In-silico elucidation of phytoconstituents against 1LPB protein and anti-dyslipidaemic activity of Psoralea corylifolia Linn leaf extract

Psoralea corylifolia L. has been used in traditional Chinese and Ayurvedic medicine systems for management of various diseases. The various phytochemical constituents work in orchestric manner to treat diverse illnesses. Current pharmaco-therapies shown beneficiary role in treatment of dyslipidaemia but facing life threatening side effects. The usage of herbs increased worldwide and paves the way for development of pharmaceuticals for hyperlipidemia treatment. The main objective of present work was to investigate anti-hyperlipidemic activity and in-silico pancreatic lipase inhibitory potential of Psoralea corylifolia L. (PC) leaf extract. The existence of several phytoconstituents was confirmed by the chromatographic research and mainly includes the flavonoids and furanocoumarins. All studied phytoconstituents were found to have superior binding affinity than standard orlistat (− 7.1 kcal/mol), with docking score ranges from − 10.6 to − 7.3 kcal/mol. At 200 mg/kg/day the ethanolic leaf extract demonstrated highest lipid lowering action.
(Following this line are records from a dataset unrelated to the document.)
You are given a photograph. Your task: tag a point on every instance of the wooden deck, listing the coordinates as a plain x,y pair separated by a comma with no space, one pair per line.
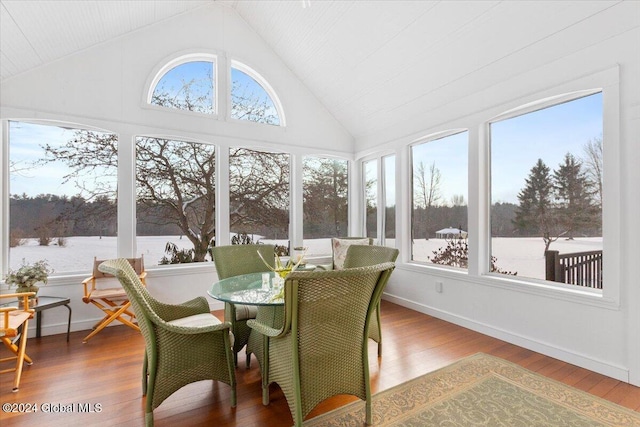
107,371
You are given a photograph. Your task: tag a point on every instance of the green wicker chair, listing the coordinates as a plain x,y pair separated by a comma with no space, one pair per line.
234,260
321,349
184,343
362,256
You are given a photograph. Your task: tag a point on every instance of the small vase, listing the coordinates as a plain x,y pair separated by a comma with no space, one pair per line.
32,299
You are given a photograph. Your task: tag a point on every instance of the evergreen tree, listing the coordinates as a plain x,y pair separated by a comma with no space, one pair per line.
574,196
535,215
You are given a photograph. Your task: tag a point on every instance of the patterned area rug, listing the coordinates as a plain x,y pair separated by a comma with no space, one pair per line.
482,390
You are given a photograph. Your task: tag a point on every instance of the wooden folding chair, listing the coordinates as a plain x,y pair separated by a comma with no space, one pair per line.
113,300
15,322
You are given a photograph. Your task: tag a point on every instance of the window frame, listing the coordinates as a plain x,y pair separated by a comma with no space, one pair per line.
249,71
607,82
424,140
167,65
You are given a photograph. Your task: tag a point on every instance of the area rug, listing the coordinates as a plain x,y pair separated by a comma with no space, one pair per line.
482,390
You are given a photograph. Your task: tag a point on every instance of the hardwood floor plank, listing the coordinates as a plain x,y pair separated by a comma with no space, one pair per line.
107,370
Ethanolic leaf extract of Psoralea corylifolia revealed evidential antihyperlipidemic potential in a concentration dependent manner (P < 0.01). The serum lipid profile (LDL, VLDL, TG, TC) dropped firmly and HDL elevated in hyperlipidemic rats treated with plant extract compared with the hyperlipidemic group rats (P < 0.01). The hepatic TC and TG abruptly increased in hyperlipidemic rats and significantly reduced in hyperlipidemic rats administered with EPC compared with the control group (P < 0.01). The hyperlipidemic rats treated with atorvastatin and PC at different doses shown evidentiary increase in secretion of TC and TG compared with the hyperlipidemic group rats. The study results proposed that EPC leaf extract demonstrated noteworthy antihyperlipidemic action. The findings of docking study recommend utilization of the best ligands experimentally to develop novel anti-obesity agents.